The room count is expected to reach 144,000 by the end of next year. Many of the newer ones have nonunion staffs. Blakely staffers unionized last June.
Their union, the New York Hotel & Motel Trades Council backed up the owner’s assertion that the closure had nothing to do with the contract that workers ratified Jan. 8. On Jan. 15, hotel general manager Fred Hartman — a week before telling TRD he knew nothing about the hotel closing and people being laid off — sent a letter to Blakely Hotel employees saying the hotel was shutting down and employees would be laid off starting in mid-April.
“The entire hotel will close,” Hartman wrote. “This action is expected to be permanent.”
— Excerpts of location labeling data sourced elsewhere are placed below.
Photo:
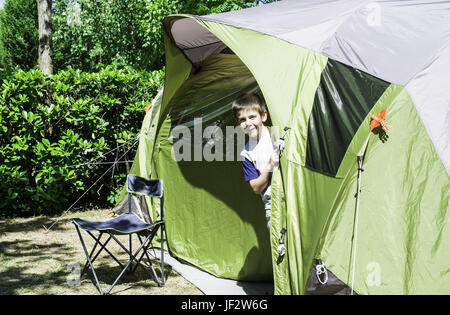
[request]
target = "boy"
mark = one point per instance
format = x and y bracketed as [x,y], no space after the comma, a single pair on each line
[258,157]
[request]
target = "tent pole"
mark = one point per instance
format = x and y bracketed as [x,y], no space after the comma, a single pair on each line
[355,223]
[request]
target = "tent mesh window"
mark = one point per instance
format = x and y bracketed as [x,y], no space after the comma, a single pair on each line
[343,99]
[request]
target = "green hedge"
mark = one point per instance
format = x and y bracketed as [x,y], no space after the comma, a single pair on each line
[51,125]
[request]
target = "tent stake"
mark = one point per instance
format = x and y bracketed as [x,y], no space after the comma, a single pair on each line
[355,223]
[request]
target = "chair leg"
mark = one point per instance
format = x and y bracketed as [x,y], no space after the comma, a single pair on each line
[132,257]
[163,279]
[89,260]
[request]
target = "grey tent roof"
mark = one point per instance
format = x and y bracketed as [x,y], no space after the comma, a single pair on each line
[402,42]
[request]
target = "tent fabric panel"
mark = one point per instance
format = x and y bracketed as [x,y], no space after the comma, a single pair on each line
[431,100]
[343,99]
[286,74]
[214,221]
[309,198]
[406,33]
[403,213]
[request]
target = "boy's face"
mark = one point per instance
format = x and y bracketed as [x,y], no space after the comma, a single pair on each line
[252,122]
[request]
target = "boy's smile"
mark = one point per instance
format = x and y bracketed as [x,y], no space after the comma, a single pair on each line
[252,122]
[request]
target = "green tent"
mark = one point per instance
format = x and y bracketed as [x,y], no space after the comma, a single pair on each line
[357,210]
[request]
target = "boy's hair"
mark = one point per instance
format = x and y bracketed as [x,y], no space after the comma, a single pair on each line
[248,101]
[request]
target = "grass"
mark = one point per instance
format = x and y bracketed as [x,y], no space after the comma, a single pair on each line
[35,261]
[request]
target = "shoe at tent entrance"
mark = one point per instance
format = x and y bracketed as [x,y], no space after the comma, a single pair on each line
[356,208]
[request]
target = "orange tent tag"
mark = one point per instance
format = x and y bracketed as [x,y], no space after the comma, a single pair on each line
[378,120]
[148,108]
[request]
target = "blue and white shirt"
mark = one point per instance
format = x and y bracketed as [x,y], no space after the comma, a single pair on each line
[255,157]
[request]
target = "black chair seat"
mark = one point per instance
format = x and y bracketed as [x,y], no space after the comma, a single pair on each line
[125,223]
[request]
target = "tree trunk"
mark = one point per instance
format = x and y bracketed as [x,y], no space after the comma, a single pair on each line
[45,36]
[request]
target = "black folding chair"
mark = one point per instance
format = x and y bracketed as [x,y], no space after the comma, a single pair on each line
[127,224]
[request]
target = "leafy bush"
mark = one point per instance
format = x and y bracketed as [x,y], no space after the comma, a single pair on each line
[50,127]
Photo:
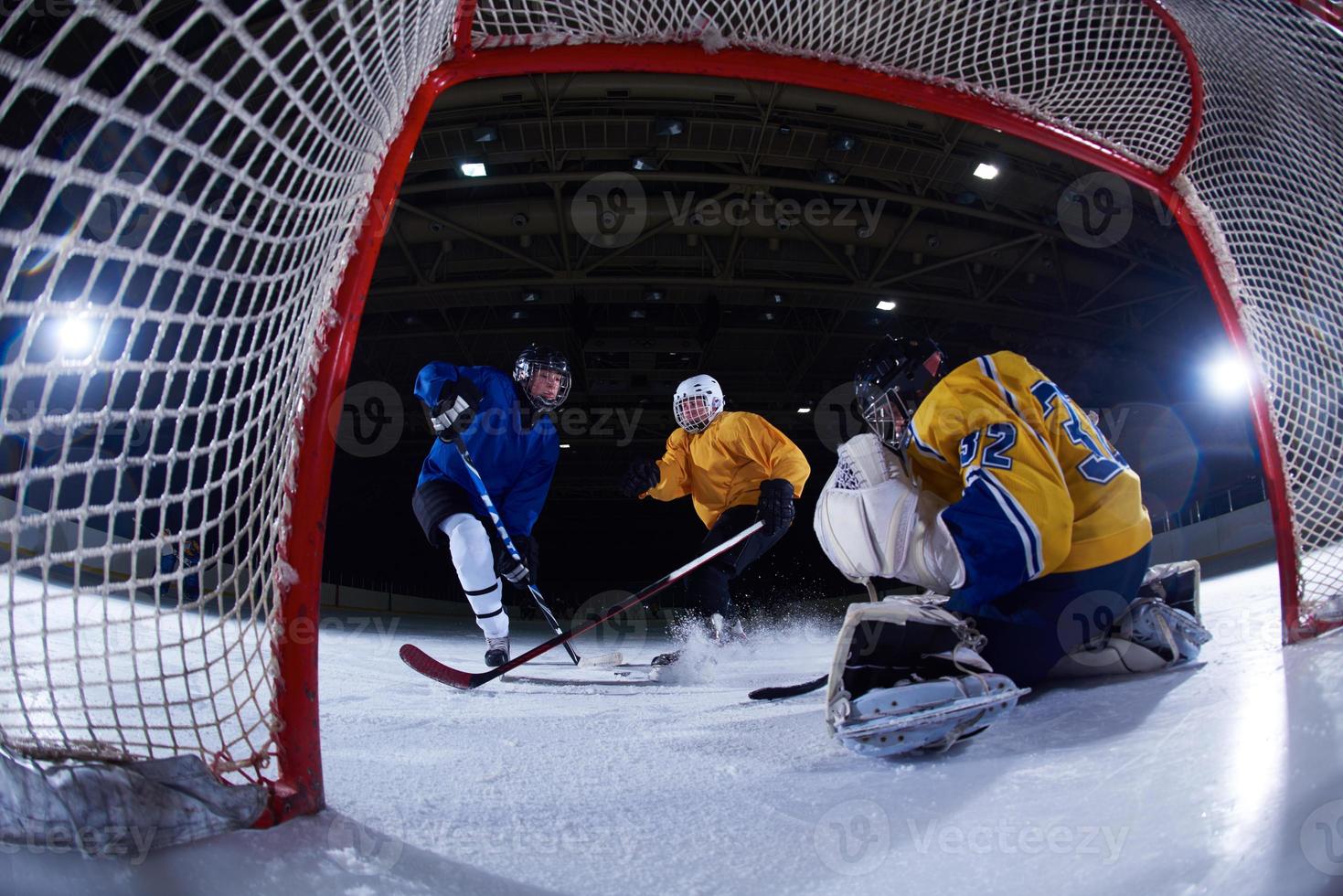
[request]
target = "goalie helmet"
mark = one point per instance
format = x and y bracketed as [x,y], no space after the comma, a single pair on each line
[890,383]
[698,402]
[544,375]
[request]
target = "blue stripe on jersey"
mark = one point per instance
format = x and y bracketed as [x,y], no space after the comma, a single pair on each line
[922,446]
[991,372]
[991,540]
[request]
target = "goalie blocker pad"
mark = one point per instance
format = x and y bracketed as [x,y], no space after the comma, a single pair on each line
[907,676]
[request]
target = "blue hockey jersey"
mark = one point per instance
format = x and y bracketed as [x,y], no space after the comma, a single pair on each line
[515,464]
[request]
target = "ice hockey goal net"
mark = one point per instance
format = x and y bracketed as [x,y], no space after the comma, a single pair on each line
[195,192]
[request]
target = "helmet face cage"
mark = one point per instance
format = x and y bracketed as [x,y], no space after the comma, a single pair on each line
[696,403]
[536,359]
[885,414]
[890,382]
A notice was filed with the state’s Department of Labor that same day, saying the hotel could shut down and let go of 54 employees in the spring.
But the hotel could become something else, saving some of its workers’ jobs, according to the statement from Born.
“The Blakely Hotel and the union that represents its workers are in negotiations over the potential change in use of the hotel,” Born said. “Although no final decision has been made as to the ultimate operation, ownership will continue to work with the union to minimize the impact on workers.”
A group of investors led by Born and Ira Drukier bought the 17-story hotel in 2003 for $14.6 million.
“We developed the Blakely Hotel 20 years ago and have operated it since that time,” Born said in his statement. “We now face a difficult choice about the future of the property. No one is sadder than me to have to make this choice.”